When Not Having Enough Is A Good Thing

When Not Having Enough Is A Good Thing

pixabay.com

pixabay.com

When I left consulting about a decade and a half ago, I went from an environment where I had plenty of support structures and resources at my disposal, to what was essentially me, a laptop and a desk in my home office.

It was a massive shift, and one that required me to rethink what I focused on and how I got things done.

Especially since we chose to bootstrap the business. As such, every dollar had to be carefully allocated and spent.

Which meant that I couldn’t rely on anyone to get things done for me, I’d have to figure it out for myself. Everything from sales to marketing to accounting to client issue resolution. From strategic stuff such as what messages to send out to a specific prospect, to tactical things such as how to get the best deal on a car rental for a business trip.

That’s what entrepreneurs sign up for when we decide to leave the confines of an established entity to go chase down a dream. It’s par for the course (unless you’re a well funded venture from the get-go).

And while it’s undoubtedly an arduous path, the bootstrappers’s poverty of resources is actually one of his or her biggest assets.

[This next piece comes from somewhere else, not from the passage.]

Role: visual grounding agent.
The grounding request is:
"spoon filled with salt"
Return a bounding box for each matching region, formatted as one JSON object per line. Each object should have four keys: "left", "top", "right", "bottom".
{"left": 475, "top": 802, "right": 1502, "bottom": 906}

When you don’t have an accounting team to carry your load, you’re forced to learn the fundamentals of how the accounts are pulled together, and every line item that impacts your profitability.

When you don’t have a marketing team, you’re forced to think hard about the types of cost-effective (or free) marketing tools you can leverage, the content you need to produce and how each cog in that marketing wheel tangibly drives sales (or doesn’t).

When you don’t have a lead generation engine, you’re forced to think creatively about how you reach out to clients, what you say, how you show value and how you need to work to close a deal.

It is, in fact, the entrepreneur’s poverty of resource that drives efficiency, that drives innovation, that forces one to usurp the status quo.

It’s what ensures that the entrepreneur develops a fundamental, intrinsic understanding of the business, so that when the business does scale and grow (to whatever extent they want it to), they know what they’re delegating, outsourcing and out-tasking. They know what it takes to get things done.

In this sense, not having enough isn’t a bad thing. It’s a forcing mechanism - one that ensures careful self-selection of those committed to the cause versus those who don’t. It’s a mechanism for discipline, ensuring that you’re focused on maximum impact for the effort that you’re putting in. It’s a mechanism for efficiency and, at the same time, creativity, as you try and wring maximum value out of every last dollar.

The bottom line is, poverty of resource is an essential aspect of the entrepreneurial journey. And far from being a crutch, it is actually one of the entrepreneur’s biggest strengths.